2D Cylinder mesh problems with Snappy
 
2 Attachment(s)
Hi Foamers,
I'm trying to mesh a 2D cylinder (1 cell in z direction) using snappy, following the tutorial tutorials/incompressible/pimpleDyMFoam/wingFlutter, where a 2D airfoil is meshed with snappy.

It seems that with my settings snappy is not capable to recognize correctly the cylinder (that is an stl surface obtained with gmsh), and it doesn't cut the mesh.

I attach the resulting mesh, blockMeshDict and snappyHexMeshDict.

Could anybody help me to fix it?

Thanks, Ivan

http://img547.imageshack.us/i/snappycyl.jpg/

http://img821.imageshack.us/i/snappycylonly.jpg/

http://img547.imageshack.us/i/snappycylzoom.jpg/

ziad September 13, 2010 11:22

Hi Ivan,

It looks like there is a problem with your stl file.
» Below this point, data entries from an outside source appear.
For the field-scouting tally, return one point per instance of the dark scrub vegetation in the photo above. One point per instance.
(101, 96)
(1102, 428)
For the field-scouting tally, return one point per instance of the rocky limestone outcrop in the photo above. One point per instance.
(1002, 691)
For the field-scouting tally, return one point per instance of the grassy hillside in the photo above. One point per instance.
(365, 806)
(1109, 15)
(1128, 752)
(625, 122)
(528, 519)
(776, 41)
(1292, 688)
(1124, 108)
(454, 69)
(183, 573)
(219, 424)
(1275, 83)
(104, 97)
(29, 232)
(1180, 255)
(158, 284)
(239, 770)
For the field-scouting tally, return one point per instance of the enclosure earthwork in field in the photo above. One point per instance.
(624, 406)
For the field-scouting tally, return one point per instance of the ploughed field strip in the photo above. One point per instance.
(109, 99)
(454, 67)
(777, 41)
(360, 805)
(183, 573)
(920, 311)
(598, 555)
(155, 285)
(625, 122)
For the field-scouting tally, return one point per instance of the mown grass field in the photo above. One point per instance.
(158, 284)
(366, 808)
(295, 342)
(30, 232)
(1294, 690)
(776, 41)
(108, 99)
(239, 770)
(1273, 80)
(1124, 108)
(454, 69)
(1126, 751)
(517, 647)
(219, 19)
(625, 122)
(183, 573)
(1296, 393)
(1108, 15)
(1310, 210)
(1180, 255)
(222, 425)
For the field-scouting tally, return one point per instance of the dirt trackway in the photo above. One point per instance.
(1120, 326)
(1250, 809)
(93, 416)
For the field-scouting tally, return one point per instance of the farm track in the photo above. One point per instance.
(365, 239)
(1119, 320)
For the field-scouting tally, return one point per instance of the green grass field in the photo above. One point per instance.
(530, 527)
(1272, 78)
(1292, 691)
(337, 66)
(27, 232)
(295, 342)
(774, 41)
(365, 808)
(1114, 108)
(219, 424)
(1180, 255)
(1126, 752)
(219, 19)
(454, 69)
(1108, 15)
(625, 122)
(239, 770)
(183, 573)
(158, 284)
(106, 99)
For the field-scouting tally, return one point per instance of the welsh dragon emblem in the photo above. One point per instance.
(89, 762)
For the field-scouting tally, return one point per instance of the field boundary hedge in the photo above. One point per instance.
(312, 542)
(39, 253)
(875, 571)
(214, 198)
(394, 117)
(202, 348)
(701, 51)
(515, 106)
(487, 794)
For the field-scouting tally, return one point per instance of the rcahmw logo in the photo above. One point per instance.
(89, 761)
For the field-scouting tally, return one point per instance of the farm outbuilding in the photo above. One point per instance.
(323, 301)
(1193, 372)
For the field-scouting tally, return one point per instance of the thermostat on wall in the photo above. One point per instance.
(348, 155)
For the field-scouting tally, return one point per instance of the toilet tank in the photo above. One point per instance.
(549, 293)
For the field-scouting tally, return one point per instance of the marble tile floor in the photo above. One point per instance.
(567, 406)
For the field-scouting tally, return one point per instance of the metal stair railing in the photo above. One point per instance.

The surface cylinder is not closed. Also your refinement boxes seem messed up. If you're doing 2D they should be like this:

refinementBox1
{
type searchableBox;
min (-1 -0.5 -0.1);
max ( 1 0.5 0.1); //changed 0.06 to 0.1
}
refinementBox2
{
type searchableBox;
min (-0.05 -0.05 -0.1);
max ( 0.05 0.05 0.01); //changed -0.01 to 0.1
}

otherwise with the old settings you will probably get more than one cell in the z-direction.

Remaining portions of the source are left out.